Cost with 15% discount R110. 
Comes in this standard plastic little box. No name on box or even the atty. It had all the spare parts and tools with, standard and bf pin. And pin is protruding enough.
Machining is good. Top cap did struggle to slip back in when out the box, but after use and tehre is juice it is now loose and almost sensitive to touch
The build is not that easy, nothing major, but these decks that just have a screw top holding down the coil is a bit finicky and coil slips out easy.
Did watch a video on authentic and the said you must take coil back around screw as the top cap is close to screw and if you cut coil there it can short on topcap. This top cap is plastic, so no problem
On review they also said coil a bit skew because juice well sits skew. I did a straight build and scew, and get much better flavour from the skew coil build




Juice wells is nice and deep, so not to much sqounking.
If airholes fully open you get a hint of the wasp nano whistle.
Flavour also not that great with open airholes, but that may be more because I build high ohm builds for a cool low watt vape.
But if you restrict the holes you can get a very restricted lung hit, even mtl. And then the flavour just pops, much better than any other mtl attys I have
Another great buy, it has its flaws like maybe bit of whistle if you going huge airflow, but for my use its perfect, will maybe get a ss driptip for it.
Oh and did I mention its pretty

Reactions: Like 6 | Informative 1 | Optimistic 1


----------



## zadiac

...and a new can of worms opened...

Reactions: Funny 4


----------



## Puff the Magic Dragon

Just a brief "long term" review on a clone which I bought about two years ago.

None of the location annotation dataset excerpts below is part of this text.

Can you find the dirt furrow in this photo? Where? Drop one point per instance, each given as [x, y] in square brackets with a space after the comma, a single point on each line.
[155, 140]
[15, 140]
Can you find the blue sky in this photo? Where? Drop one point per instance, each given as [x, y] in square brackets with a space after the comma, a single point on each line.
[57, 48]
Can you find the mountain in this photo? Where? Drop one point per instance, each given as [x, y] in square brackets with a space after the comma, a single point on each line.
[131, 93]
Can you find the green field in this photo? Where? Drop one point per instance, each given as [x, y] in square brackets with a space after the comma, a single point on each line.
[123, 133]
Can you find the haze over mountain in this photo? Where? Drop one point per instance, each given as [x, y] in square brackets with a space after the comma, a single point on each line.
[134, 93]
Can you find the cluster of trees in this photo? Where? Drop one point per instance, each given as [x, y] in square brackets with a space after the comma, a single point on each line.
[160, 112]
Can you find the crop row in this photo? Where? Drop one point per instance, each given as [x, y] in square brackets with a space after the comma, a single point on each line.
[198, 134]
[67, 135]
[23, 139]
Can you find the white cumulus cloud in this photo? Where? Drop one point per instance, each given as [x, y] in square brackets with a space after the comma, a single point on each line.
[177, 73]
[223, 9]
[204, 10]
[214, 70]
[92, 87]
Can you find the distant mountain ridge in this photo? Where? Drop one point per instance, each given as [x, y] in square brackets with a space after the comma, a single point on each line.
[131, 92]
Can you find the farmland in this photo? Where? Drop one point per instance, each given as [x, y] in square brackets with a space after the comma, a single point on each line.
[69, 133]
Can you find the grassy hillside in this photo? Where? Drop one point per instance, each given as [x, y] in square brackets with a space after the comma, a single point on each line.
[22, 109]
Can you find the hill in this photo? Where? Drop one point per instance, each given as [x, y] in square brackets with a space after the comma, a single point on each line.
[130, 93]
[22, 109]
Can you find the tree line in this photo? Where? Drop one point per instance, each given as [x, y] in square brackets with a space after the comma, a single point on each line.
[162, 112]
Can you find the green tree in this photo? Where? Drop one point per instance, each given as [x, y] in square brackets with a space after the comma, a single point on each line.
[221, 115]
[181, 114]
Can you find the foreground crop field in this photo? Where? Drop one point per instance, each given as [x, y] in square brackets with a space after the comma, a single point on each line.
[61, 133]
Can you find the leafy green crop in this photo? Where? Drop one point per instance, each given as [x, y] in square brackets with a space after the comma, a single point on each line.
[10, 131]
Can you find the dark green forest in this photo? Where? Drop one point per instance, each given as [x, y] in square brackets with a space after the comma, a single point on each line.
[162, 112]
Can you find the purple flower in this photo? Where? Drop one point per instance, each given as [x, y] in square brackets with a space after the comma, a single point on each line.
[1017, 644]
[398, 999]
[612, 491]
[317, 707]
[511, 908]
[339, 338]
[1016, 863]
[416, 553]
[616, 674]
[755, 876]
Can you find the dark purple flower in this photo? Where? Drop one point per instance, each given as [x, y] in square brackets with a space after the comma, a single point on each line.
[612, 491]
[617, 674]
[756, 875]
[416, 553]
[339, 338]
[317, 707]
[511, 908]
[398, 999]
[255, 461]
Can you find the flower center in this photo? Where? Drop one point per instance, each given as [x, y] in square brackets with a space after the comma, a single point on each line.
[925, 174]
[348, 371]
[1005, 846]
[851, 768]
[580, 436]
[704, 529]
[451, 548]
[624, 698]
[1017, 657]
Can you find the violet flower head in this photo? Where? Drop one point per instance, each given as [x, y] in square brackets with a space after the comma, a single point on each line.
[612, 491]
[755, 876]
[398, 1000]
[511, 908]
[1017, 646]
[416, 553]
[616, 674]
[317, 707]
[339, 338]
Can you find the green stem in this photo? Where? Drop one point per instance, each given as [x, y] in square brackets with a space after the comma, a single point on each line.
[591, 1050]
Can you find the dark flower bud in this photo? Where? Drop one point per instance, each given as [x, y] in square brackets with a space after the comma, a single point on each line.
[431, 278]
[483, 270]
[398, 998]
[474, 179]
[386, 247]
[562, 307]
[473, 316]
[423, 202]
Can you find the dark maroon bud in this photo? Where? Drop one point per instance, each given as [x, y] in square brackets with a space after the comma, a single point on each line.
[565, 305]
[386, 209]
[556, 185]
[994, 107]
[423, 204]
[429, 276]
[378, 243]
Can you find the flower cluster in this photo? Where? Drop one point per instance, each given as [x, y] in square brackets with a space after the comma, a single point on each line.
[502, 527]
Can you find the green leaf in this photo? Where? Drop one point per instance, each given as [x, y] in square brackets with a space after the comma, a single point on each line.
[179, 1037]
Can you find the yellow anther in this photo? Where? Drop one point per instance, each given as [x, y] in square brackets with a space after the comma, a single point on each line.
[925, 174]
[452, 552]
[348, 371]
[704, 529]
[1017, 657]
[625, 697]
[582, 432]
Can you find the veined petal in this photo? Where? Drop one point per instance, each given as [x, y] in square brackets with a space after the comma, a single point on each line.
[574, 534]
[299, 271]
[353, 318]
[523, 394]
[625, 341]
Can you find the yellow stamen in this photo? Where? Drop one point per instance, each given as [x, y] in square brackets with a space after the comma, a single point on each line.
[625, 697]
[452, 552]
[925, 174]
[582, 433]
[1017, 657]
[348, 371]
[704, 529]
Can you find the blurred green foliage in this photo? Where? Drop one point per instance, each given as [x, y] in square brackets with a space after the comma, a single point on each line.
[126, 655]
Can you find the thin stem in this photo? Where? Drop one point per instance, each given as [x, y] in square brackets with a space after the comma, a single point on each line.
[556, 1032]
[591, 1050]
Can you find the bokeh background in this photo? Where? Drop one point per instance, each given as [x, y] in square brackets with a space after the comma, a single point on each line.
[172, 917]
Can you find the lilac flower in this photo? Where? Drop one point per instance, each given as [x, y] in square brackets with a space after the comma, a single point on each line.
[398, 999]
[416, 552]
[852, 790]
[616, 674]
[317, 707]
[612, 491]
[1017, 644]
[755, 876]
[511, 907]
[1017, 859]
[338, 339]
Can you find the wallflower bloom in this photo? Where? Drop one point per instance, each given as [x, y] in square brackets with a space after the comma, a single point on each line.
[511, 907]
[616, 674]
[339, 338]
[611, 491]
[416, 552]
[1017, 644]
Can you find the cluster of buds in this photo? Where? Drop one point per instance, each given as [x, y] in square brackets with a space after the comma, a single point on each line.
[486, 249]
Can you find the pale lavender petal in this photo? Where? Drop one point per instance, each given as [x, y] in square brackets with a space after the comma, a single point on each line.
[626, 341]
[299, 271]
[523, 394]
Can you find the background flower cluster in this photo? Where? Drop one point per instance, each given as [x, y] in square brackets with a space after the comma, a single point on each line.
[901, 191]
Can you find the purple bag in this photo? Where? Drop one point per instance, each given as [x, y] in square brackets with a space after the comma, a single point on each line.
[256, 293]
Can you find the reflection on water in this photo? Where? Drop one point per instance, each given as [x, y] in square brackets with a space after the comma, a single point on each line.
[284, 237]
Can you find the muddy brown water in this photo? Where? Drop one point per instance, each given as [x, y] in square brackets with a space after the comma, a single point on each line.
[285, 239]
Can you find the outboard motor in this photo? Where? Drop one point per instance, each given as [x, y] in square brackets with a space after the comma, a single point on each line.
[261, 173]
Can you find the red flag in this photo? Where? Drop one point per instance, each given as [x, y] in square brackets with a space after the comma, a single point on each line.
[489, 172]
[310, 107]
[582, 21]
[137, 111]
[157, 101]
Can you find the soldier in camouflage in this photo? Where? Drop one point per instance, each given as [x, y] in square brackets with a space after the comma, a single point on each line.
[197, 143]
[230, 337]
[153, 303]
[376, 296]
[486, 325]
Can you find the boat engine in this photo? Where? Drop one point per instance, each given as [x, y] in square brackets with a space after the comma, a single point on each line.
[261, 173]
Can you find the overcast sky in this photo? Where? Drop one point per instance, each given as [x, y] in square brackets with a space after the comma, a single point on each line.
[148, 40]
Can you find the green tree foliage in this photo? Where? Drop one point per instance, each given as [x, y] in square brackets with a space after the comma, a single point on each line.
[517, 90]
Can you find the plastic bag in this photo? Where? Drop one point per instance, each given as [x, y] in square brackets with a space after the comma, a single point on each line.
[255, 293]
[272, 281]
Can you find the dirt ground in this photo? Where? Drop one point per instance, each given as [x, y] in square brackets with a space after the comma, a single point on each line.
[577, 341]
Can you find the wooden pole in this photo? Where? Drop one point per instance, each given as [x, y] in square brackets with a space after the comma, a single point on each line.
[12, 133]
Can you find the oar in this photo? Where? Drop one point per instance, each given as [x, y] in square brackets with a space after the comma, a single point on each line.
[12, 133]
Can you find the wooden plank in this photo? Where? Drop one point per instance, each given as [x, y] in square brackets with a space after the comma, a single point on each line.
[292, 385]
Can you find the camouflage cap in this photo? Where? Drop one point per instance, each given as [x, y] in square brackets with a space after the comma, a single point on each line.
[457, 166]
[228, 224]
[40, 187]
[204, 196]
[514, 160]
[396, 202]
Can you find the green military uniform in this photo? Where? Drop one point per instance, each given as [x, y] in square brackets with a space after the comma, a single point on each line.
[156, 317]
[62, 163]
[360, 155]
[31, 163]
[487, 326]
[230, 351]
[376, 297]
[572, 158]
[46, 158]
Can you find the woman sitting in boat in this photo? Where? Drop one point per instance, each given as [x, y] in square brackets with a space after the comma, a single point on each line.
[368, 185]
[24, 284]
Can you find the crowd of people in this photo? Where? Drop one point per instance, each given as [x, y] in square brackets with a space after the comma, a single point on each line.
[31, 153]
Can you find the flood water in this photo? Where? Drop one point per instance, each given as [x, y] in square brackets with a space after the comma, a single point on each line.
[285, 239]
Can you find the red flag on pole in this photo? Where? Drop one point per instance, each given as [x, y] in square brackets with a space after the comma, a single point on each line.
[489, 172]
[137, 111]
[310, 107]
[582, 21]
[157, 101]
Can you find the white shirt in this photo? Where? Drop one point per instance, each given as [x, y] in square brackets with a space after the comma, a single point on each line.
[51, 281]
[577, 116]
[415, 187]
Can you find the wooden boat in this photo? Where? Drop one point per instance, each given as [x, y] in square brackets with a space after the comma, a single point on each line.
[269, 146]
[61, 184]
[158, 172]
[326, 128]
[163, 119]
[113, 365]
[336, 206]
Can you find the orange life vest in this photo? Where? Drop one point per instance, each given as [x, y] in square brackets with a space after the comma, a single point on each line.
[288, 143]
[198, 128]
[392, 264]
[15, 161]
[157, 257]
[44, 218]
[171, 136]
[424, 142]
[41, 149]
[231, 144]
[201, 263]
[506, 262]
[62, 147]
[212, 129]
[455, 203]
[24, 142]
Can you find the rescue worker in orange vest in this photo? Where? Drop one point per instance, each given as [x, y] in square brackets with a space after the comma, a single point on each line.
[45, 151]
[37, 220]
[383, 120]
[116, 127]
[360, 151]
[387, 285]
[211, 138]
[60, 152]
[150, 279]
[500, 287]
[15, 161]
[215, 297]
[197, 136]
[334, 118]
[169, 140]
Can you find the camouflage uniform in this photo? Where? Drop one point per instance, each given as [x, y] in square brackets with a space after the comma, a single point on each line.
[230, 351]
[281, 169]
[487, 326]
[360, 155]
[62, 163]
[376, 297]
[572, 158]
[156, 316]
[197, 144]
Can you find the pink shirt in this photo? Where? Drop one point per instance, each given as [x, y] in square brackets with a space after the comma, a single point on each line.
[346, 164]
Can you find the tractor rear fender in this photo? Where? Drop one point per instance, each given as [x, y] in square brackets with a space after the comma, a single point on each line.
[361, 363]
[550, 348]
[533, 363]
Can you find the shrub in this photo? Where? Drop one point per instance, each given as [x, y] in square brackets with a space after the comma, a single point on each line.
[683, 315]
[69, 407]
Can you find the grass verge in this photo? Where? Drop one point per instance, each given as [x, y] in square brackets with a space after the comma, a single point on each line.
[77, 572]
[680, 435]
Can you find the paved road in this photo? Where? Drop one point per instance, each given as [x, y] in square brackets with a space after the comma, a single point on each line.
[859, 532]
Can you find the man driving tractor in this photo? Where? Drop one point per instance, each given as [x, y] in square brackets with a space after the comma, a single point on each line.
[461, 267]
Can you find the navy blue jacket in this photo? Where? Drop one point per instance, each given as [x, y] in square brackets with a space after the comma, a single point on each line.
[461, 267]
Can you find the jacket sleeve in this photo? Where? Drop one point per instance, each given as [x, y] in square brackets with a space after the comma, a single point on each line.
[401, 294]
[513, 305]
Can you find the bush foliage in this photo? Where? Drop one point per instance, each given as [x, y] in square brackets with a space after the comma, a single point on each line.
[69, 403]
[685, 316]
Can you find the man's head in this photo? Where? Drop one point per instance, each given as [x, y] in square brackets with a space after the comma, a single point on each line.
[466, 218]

The Boxer clone was one of the first batch in the recent squonk revival. It is still available and costs less than $ 9. 

It weighs in at just 46g and is made from "indestructible" ABS nylon. It has a lockable switch and an 8ml bottle.
It is really tiny :

DEPTH 24.8 mm (it can take a 24mm RDA without overhang)
HEIGHT 74.5 mm
WIDTH 44.5 mm

For almost two years this mod has been used almost daily. I travel to work using my latest authentic gear of the moment, but when I'm at work the Boxer clone comes out and is used for the rest of the day. I make custom furniture in an environment which is a torture chamber for vape gear. It has been dropped countless times and has even been stepped on. Ask those who know me, I'm not a lightweight.

The paint has been amazing. It has rubbed off a little around the switch and in a couple of spots when it has fallen. The only maintenance, apart from general cleaning of terminals, is the odd tweak of the firing mechanism. A 30s job and it's good for another nine months.








I liked this mod so much that I have recently invested a little over a hundred SA bucks on a new one. I will however not retire the old one. I have too much respect for it.

This has been my experience with it. Results may vary. Maybe I will update on the progress of the new one in two years time.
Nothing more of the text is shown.